Topic modeling is widely used in various domains for extracting latent topics underlying large corpora, including judicial texts. In the latter, topics tend to be made by and for domain experts, but remain unintelligible for laymen. In the framework of housing law court decisions in French which mixes abstract legal terminology with real-life situations described in common language, similarly to [1], we aim at identifying different situations that can cause a tenant to prosecute their landlord in court with the application of topic models. Upon quantitative evaluation, LDA and BERTopic deliver the best results, but a closer manual analysis reveals that the second embedding-based approach is much better at producing and even uncovering topics that describe a tenant’s real-life issues and situations.
The Régie du Logement du Québec (RDL) is a tribunal with exclusive jurisdiction in matters regarding rental leases. Within the framework of the ACT (Autonomy Through Cyberjustice Technologies) project, we processed an original collection of court decisions in French and performed a thorough analysis to reveal biases that may influence prediction experiments. We studied a multilabel classification task that consists in predicting the types of verdict in order to illustrate the importance of prior data analysis. Our best model, based on the FlauBERT language model, achieves F1 score micro averages of 93.7% and 84.9% in Landlord v. Tenant and Tenant v. Landlord cases respectively. However, with the support of our in-depth analysis, we emphasize that these results should be kept in perspective and that some metrics may not be suitable for evaluating systems in sensitive domains such as housing law.
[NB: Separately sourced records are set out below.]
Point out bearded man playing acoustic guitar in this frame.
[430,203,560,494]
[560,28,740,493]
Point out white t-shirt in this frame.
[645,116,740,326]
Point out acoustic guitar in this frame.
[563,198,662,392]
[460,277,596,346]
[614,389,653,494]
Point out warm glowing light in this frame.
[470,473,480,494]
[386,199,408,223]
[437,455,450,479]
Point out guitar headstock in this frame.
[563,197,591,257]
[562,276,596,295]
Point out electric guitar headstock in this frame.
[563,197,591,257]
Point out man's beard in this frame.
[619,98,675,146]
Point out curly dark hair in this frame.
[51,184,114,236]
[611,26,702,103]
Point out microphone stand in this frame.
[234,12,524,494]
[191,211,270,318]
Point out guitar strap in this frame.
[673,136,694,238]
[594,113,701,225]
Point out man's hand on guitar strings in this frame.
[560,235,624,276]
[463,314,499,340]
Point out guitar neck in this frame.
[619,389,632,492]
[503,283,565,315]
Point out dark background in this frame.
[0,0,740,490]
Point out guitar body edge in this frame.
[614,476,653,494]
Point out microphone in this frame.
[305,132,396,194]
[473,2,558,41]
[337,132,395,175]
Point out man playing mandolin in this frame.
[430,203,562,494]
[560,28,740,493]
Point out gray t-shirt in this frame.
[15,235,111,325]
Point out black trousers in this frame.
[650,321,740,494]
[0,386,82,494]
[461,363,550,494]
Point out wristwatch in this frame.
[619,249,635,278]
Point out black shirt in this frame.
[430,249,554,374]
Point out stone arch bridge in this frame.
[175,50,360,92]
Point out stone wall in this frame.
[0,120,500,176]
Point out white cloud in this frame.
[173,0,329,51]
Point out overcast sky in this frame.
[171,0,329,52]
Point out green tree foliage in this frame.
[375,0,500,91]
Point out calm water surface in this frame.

Legal text summarization is generally formalized as an extractive text summarization task applied to court decisions from which the most relevant sentences are identified and returned as a gist meant to be read by legal experts. However, such summaries are not suitable for laymen seeking intelligible legal information. In the scope of the JusticeBot, a question-answering system in French that provides information about housing law, we intend to generate summaries of court decisions that are, on the one hand, conditioned by a question-answer-decision triplet, and on the other hand, intelligible for ordinary citizens not familiar with legal documents. So far, our best model, a further pre-trained BARThez, achieves an average ROUGE-1 score of 37.7 and a deepened manual evaluation of summaries reveals that there is still room for improvement.